The work of Alexandra Luke and Isabel McLaughlin has lasted. The two were a force in Canadian Abstract art, enabling and creating a home for those men who would become the better-known members of Painters 11. Margaret Rodgers has curated an exhibition at the Robert McLaughlin Gallery, pairing the works of Luke and McLaughlin with two modern artists, Teri Donovan and Gwen MacGregor. Donovan and MacGregor show how difficult it was for women of the past to build an identity for themselves separate from the relationship with a man.
The Paint Factory Gallery has a show too featuring not just females but males too. While the paintings by Joaquin Manay are gruesome in a way, I do not see them as purposefully so. What I see is an artist endeavouring to capture how people create their own identity. How we create ourselves one piece at a time, taking one piece from someone else, one piece not quite fitting, but over time an identity will emerge, the picture will reveal itself from a distance. Give it time.
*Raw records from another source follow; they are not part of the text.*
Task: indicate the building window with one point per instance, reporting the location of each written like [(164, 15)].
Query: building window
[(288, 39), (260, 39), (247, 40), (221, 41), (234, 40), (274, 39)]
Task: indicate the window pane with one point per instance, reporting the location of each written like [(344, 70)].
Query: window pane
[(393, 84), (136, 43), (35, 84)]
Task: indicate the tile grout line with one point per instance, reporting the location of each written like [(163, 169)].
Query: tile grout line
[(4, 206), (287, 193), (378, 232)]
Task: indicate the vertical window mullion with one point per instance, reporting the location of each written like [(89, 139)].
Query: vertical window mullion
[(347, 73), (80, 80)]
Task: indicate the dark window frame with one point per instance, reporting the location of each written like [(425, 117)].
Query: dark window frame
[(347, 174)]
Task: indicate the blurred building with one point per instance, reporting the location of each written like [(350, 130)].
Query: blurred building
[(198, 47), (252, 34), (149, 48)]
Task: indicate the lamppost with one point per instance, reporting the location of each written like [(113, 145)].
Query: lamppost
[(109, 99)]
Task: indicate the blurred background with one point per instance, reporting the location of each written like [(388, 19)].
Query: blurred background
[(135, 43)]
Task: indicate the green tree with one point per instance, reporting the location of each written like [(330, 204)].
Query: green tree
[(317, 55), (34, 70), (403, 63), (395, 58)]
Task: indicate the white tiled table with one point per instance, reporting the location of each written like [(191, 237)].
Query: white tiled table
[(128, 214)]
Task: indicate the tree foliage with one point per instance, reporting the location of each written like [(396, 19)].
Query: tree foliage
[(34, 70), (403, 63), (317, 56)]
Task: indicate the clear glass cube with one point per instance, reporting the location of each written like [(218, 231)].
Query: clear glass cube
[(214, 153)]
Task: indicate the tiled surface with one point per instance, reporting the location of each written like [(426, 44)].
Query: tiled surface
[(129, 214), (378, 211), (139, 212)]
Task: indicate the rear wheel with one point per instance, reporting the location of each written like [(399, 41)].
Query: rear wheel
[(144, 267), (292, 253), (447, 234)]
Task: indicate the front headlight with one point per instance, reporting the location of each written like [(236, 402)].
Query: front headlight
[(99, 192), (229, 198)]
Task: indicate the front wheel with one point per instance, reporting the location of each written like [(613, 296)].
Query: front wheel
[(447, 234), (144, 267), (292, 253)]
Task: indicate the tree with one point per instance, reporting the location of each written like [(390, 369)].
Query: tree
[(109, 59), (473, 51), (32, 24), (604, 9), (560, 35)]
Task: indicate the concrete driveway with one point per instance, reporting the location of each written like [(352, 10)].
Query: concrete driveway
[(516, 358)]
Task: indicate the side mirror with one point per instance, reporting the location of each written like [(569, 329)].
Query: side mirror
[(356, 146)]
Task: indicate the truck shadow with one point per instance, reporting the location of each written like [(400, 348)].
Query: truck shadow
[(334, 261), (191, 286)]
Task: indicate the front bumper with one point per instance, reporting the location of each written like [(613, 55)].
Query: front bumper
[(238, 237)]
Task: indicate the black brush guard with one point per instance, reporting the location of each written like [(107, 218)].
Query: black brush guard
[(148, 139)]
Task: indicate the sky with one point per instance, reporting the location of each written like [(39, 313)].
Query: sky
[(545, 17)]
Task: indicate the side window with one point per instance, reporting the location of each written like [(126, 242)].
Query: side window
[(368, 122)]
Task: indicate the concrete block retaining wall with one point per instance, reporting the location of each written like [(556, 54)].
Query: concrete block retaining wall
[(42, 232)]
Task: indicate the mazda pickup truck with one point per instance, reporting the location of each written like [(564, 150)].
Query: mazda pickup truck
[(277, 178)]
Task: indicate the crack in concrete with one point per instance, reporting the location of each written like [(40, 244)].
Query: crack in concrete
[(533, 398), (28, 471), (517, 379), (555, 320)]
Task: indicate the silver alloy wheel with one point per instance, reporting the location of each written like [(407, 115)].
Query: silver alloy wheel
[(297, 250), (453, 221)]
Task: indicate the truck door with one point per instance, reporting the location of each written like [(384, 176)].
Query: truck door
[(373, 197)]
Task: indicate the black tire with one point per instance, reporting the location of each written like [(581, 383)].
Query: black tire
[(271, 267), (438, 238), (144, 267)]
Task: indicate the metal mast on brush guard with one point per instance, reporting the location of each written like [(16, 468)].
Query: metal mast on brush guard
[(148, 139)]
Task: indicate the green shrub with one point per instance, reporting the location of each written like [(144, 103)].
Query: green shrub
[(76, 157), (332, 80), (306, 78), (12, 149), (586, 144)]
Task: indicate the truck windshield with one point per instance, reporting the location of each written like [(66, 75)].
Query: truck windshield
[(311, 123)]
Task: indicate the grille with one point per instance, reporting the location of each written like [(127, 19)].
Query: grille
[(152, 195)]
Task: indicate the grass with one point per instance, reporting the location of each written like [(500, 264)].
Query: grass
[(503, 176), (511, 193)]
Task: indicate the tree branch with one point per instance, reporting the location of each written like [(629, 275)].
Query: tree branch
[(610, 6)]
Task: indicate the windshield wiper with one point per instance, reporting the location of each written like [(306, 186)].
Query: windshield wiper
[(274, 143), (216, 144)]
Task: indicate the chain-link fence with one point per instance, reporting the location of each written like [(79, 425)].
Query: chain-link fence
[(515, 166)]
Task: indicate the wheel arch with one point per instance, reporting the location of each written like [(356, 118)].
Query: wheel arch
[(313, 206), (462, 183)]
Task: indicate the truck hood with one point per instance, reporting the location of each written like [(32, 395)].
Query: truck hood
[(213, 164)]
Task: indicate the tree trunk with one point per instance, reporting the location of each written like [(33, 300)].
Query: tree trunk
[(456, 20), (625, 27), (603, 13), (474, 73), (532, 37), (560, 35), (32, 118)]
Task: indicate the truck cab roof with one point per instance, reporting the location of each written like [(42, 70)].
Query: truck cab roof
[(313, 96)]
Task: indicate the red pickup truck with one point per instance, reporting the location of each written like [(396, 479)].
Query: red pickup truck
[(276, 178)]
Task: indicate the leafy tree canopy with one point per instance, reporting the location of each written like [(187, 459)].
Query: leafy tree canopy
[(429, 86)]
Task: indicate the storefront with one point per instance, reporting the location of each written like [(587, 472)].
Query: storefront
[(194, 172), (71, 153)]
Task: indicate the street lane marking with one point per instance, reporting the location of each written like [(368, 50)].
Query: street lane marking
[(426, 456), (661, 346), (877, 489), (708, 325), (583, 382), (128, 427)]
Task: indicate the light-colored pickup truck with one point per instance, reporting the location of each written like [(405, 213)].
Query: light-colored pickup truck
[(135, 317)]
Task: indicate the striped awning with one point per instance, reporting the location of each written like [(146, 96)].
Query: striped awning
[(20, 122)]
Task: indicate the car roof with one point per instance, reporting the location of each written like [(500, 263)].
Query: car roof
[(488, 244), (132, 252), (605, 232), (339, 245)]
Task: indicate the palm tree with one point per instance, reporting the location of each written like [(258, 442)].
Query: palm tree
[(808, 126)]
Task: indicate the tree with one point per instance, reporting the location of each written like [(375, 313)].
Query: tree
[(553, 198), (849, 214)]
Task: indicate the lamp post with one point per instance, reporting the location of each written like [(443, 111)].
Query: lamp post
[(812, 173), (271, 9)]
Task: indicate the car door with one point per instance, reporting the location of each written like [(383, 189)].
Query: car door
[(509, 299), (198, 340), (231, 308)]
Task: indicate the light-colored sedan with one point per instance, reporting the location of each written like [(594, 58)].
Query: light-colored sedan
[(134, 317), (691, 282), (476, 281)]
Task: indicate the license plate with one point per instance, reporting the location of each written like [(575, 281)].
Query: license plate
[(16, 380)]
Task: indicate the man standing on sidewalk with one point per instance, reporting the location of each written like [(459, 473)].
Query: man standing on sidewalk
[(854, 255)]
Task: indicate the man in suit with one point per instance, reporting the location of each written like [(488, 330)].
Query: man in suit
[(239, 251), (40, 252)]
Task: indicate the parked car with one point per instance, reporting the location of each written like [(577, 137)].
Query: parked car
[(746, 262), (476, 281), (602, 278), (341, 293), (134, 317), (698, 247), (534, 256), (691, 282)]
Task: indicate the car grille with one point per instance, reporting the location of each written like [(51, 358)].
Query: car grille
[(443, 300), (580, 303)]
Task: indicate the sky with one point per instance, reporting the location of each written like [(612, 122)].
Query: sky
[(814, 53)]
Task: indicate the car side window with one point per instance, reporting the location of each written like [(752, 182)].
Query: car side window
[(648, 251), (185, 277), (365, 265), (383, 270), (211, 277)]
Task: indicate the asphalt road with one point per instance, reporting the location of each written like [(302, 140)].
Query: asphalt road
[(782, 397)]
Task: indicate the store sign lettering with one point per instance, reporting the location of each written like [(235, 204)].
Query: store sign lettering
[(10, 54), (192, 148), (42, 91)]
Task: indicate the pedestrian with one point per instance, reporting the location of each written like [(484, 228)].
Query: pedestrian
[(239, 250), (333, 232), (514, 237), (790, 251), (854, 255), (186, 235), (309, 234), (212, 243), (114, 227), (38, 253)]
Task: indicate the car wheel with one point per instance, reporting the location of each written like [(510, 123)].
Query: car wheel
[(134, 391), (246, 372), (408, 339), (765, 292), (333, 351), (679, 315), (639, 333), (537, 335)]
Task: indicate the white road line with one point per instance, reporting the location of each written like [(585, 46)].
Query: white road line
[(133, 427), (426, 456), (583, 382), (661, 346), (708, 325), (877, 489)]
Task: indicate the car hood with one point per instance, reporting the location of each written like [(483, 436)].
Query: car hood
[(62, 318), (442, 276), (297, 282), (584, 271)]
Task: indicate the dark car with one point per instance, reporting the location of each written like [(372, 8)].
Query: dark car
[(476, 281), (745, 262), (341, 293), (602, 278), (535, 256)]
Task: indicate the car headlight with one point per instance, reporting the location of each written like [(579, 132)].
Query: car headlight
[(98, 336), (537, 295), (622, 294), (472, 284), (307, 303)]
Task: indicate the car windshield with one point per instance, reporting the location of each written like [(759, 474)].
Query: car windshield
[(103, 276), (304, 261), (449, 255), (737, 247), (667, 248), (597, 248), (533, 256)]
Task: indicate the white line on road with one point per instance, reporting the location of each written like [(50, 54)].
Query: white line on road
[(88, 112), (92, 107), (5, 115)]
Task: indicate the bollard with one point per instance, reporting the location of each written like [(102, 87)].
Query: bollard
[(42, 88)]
So it is with Ruthig’s work. The further one steps back from the portrait the closer one comes to the identity of the subject. It is an exhibit which demands time, which demands distance. It took time and distance to make and all of that is present in the work. To fully understand this show one needs to give it what it asks. It is not something delivered on your terms. This exhibit of women will be seen on its terms. I stepped away from Ruthig’s Re/Visions and saw better the women within. These are women as activists, as makers, as creators, as doers, as lost and found, as figure and ground, as a new gathering force.
The next step demanded by this force is for us, or for me at least to stop making random connections based on gender. These artists are not female artists, just artists.